In retrospect, Darrow believes it was this upbringing that left her comfortable amidst the chaos of warfare, a discovery she made only when writing a memoir of her reporting years, Flirting with Danger: Confessions of a Reluctant War Reporter (Anchor Books, 2002). "I was out there busy telling other people's stories, but I didn't really know my own and, on some level, didn't understand what was motivating me," she says. "When I decided to stop and take a more internal journey, I found during the writing process that the blueprint for the life I was leading came from my childhood, from growing up in a war zone of my own."

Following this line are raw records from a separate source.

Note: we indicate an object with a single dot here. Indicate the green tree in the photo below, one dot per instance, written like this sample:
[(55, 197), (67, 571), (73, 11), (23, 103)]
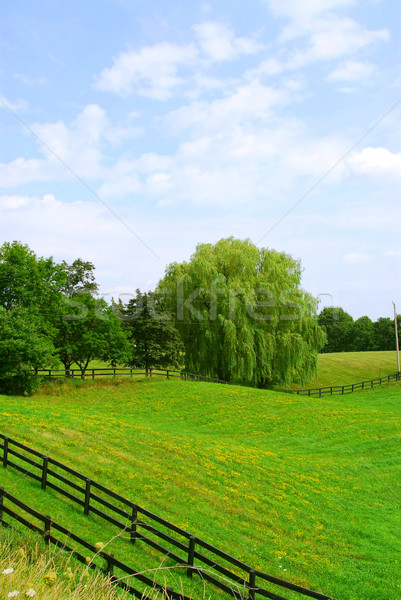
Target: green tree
[(155, 342), (362, 335), (89, 329), (338, 326), (28, 281), (242, 315), (384, 333), (80, 278), (23, 350)]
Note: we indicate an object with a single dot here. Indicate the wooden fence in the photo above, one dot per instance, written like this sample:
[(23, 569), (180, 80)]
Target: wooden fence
[(197, 556), (126, 372), (169, 374), (346, 389)]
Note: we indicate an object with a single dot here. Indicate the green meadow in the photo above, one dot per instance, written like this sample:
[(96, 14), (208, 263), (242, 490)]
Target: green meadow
[(341, 368), (304, 489)]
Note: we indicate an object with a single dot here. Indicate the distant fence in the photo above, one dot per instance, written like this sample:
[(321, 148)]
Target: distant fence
[(192, 553), (126, 372), (171, 374), (346, 389)]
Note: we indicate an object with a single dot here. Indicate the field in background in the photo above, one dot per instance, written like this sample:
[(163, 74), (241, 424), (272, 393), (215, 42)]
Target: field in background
[(341, 368), (301, 488)]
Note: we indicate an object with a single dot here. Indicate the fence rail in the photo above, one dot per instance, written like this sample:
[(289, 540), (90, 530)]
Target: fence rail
[(346, 389), (171, 374), (126, 372), (191, 552)]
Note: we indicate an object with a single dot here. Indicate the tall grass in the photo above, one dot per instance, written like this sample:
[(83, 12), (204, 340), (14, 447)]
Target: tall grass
[(303, 489)]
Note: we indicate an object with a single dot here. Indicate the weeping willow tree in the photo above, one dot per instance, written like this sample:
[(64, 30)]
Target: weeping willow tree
[(242, 315)]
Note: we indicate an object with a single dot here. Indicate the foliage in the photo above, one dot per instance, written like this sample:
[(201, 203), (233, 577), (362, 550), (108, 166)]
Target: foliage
[(242, 314), (79, 278), (155, 342), (384, 333), (23, 349), (276, 480), (346, 335), (28, 281), (45, 572), (89, 329), (343, 368)]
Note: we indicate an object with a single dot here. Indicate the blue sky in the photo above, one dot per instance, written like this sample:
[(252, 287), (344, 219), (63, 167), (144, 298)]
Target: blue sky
[(132, 131)]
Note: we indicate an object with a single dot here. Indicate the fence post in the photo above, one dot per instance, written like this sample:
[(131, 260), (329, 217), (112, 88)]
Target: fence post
[(44, 472), (48, 525), (5, 455), (191, 553), (251, 584), (87, 496), (2, 492), (134, 518), (110, 564)]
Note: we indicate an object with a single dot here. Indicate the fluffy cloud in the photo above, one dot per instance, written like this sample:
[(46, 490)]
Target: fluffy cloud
[(151, 71), (351, 71), (218, 42), (376, 162), (357, 258), (15, 106), (70, 149)]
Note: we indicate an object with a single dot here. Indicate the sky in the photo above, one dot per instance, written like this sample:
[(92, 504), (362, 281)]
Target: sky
[(132, 131)]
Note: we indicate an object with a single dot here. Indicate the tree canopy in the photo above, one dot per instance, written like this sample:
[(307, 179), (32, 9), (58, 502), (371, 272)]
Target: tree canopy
[(154, 340), (242, 314)]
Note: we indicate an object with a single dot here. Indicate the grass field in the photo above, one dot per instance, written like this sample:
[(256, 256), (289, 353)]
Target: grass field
[(341, 368), (279, 481)]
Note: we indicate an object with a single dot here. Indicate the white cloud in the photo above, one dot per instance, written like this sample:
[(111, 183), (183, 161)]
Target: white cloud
[(351, 71), (15, 106), (151, 71), (376, 162), (69, 149), (332, 37), (249, 102), (30, 80), (357, 258), (13, 202), (327, 35), (392, 253), (305, 9), (218, 41)]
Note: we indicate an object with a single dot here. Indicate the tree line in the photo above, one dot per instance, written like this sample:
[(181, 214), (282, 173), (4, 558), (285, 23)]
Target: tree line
[(233, 311), (363, 335)]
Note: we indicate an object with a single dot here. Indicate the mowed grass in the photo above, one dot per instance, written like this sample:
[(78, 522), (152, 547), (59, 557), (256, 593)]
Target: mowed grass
[(305, 489), (341, 368)]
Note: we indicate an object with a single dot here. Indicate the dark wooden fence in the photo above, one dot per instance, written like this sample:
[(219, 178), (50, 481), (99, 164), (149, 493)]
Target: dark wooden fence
[(47, 531), (170, 374), (346, 389), (126, 372), (238, 579)]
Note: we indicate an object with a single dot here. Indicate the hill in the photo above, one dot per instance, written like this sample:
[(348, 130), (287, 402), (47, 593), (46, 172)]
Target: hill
[(341, 368), (279, 481)]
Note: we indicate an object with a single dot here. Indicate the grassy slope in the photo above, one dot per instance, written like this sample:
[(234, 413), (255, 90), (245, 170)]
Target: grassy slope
[(262, 475), (340, 368)]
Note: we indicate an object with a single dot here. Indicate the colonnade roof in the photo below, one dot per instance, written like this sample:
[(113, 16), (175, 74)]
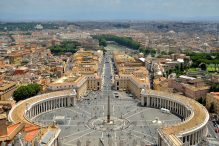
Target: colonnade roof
[(17, 114), (200, 114)]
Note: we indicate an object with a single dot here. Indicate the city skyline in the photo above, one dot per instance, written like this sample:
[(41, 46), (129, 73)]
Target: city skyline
[(82, 10)]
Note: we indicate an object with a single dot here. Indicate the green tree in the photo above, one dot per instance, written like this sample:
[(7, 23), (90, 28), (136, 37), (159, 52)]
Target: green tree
[(64, 47), (24, 92), (203, 66)]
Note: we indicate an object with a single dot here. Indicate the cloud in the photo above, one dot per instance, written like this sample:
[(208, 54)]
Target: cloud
[(101, 9)]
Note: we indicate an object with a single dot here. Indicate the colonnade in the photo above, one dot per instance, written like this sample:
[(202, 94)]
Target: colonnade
[(189, 136), (48, 104)]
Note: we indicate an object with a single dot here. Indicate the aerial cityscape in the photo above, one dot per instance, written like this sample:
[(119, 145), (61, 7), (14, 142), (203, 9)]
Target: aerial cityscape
[(109, 73)]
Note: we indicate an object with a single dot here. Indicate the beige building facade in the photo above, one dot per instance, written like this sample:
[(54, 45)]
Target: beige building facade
[(213, 98)]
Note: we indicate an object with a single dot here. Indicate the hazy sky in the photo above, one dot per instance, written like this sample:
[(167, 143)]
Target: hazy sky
[(73, 10)]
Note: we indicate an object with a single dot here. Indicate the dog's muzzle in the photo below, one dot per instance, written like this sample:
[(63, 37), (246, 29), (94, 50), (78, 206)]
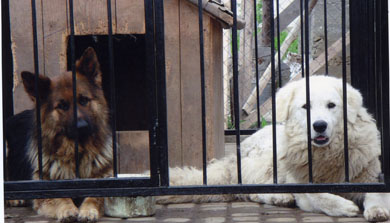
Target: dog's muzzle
[(82, 132), (320, 128)]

These days, Darrow finds herself in Los Angeles, having just graduated from a master's program in psychology at Antioch University and living with her current husband, a former New York Times China correspondent who first saw Darrow through her CNN broadcasts and courted her via e-mail before they ever met.

Now counseling students in a Santa Monica high school, Darrow still hasn't escaped war zones. Recently, she was trying to help her students cope with the death of a sixteen-year-old honor student killed by gang violence. "I have seen over and over how tenuous life is and how this kind of violence affects everybody and tears apart the fabric of a community," says Darrow. "I feel well-equipped to handle the pain."

Where once she reported on conflicts among armies, Darrow now works at the micro level to understand where conflict comes from in an individual and to study how it festers and grows in families, neighborhoods, and then between nations.

Looking ahead, Darrow says she sees a life dedicated to conflict resolution. In the short term, this may mean helping a couple on the verge of divorce learn not to demonize each other, to see that the other side has a history and a rationale for acting a certain way. Longer term, she would like to try to apply her skills on a more global level, no longer reporting on war, but trying to prevent it.